The Evolution of Energy Markets: A New Model Emerges

If the new CCRO proposal will not fix the current energy trading industry woes, what will? To answer this question, it is important to identify the main underlying trend in the industry.

The new energy-trading model, which is rapidly evolving, will not remotely resemble the wholesale model, which has been the norm over the previous six years. Unregulated wholesale energy trading the way Dynegy, Williams, and Enron knew it has ended. These companies faltered not just because of mismanagement, aggressive accounting, and in some cases old fashion fraud, but they failed because their basic business model was flawed.

They forgot to add value to the product produced-a basic business tenant. If you think about it, an electron or gas molecule is a homogenous product. Under this old model, energy traders would buy a finished good, flip it a number of times, adding no economic value, and call it a viable and sustainable business.

Going forward, the new energy-trading model will consist of only a handful of financially strong, creditworthy energy companies and will revolve around primary generators and end users. Until recently, it was estimated that 75 to 80 percent of power and natural gas volumes were traded by top-10 players such as Dynegy, El Paso, PG&E, Reliant, Mirant, Aquila, and Williams. Given the weak financial positions that these companies now are in and the announcement by many of them to significantly scale back and even exit the energy trading business, those companies that survive will no longer be the main industry driver for price discovery and liquidity.

In addition, given the disclosure of round-trip trading and recent false pricing index data practices, it is hard to imagine that end users will again become comfortable with wholesale traders and rely on them for either pricing or actual purchases.
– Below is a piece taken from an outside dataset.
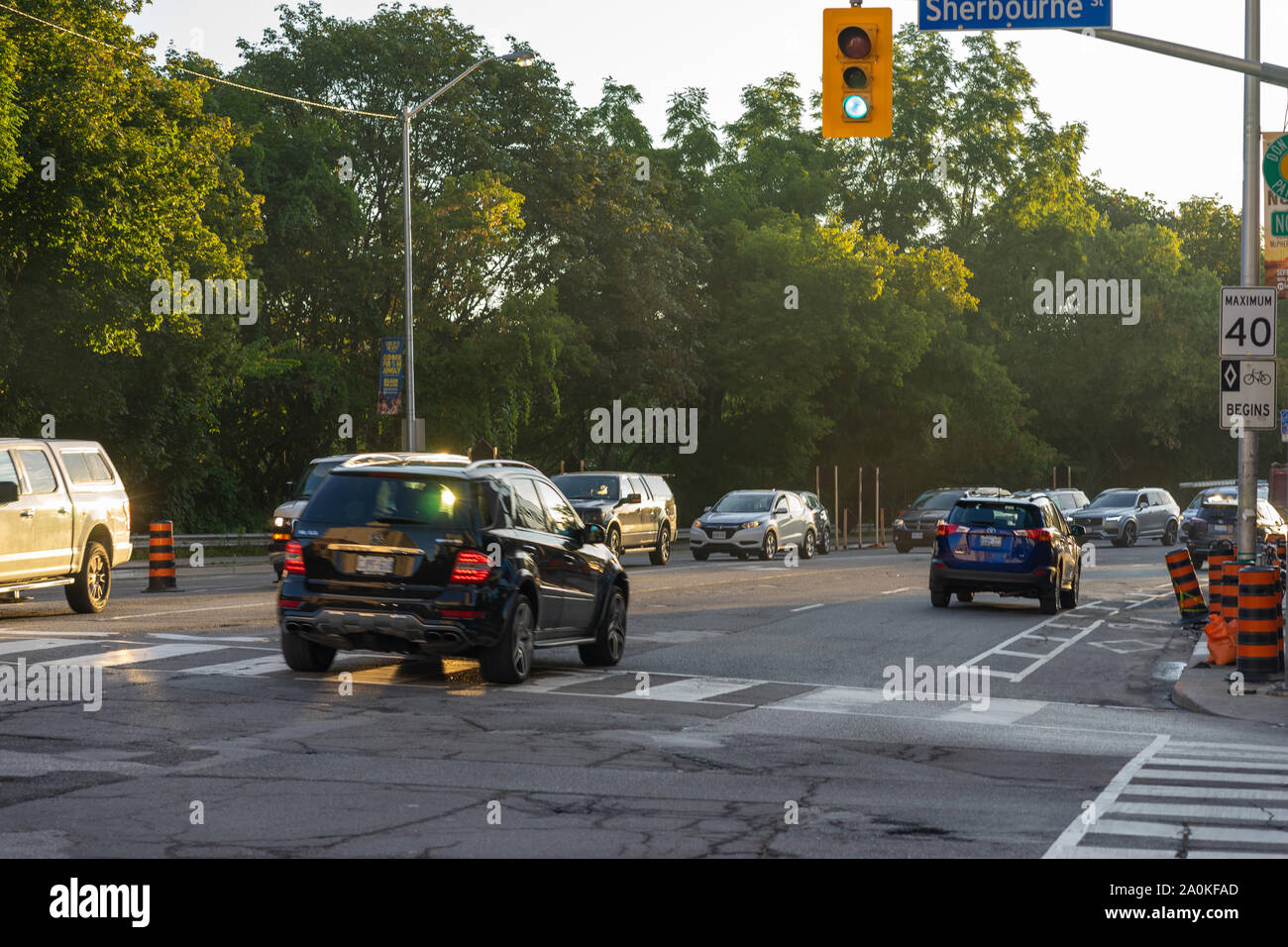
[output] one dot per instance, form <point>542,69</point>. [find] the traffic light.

In this regard, the generators and end users will directly negotiate bilateral agreements, and wholesale traders-functioning as middlemen-will be less relevant.

Surprisingly, the new energy model I am speaking about is not new at all. It reflects how energy procurement and sales were performed prior to the deregulation experiment. The outcome of this "new" model is peppered with both positives and negatives. Pricing will be less transparent, as generators to end users transact in one-off, over-the-counter type deals. Price discovery and determination will be done the old-fashioned way-by RFP, auction, telephone, Internet survey, guess-timation and the use of internal forecasting models.
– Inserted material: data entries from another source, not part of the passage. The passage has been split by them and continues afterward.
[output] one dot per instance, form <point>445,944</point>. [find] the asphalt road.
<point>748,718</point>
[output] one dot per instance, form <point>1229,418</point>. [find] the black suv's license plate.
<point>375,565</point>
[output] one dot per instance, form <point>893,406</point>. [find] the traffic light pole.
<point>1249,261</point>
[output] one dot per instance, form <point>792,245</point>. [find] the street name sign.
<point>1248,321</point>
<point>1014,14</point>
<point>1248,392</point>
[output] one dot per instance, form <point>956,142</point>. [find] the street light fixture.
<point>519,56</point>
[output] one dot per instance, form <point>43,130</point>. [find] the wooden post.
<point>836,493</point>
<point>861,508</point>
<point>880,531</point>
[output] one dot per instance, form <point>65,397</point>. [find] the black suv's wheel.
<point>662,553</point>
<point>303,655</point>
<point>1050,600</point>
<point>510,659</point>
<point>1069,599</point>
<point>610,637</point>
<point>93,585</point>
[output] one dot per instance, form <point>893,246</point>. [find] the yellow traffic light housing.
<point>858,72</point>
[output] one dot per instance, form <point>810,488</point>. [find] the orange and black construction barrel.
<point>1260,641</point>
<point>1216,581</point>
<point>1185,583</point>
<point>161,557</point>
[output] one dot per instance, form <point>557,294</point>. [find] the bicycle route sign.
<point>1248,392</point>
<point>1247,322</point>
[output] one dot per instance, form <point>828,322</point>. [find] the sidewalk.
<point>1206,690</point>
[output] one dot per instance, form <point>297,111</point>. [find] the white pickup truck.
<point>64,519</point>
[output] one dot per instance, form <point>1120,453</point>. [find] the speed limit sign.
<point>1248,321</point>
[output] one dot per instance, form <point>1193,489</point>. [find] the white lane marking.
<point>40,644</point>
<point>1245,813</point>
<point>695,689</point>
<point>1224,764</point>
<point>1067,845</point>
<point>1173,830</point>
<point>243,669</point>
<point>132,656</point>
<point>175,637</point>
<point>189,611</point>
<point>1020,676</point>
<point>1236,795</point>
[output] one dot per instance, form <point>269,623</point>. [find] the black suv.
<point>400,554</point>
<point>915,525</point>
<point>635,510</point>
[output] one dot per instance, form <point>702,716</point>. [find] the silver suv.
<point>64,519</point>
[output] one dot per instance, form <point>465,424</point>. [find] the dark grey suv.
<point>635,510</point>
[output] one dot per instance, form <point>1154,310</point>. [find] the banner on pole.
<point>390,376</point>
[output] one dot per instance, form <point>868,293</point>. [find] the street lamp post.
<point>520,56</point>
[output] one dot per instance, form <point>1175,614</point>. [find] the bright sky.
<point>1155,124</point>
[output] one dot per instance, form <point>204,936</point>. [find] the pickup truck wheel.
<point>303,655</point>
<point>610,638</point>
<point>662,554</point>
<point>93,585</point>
It is in this new market environment that end users, such as utilities, will operate in meeting their near-term and long-term load demands. The role of wholesale energy traders will revolve around the hourly, same day, or next day market, and utilities or other end users might need help in matching demand that could stem from weather, system events, or planned or unplanned outages.

Change Is Constant

What the recent CCRO guidelines have failed to take into account is that the energy-trading model has irreversibly changed. The rules of the game now need to be clearly defined, police appointed, participation and compliance made mandatory, and severe penalties imposed for non-compliance. Current weaknesses in energy trading and risk management controls will not be effectively fixed until governmental agencies step up and provide vigilant oversight and enforcement.

The recent Justice Department indictment of a mid-level El Paso energy trader for providing false pricing data and the strong endorsement of this action by FERC could be a key step in the right direction. At a minimum, regulators at the federal level have finally begun to show their teeth and impress upon the industry that such egregious behavior will not be tolerated. Only with such actions will industry credibility be restored and needed credit and liquidity return to the power and natural gas markets.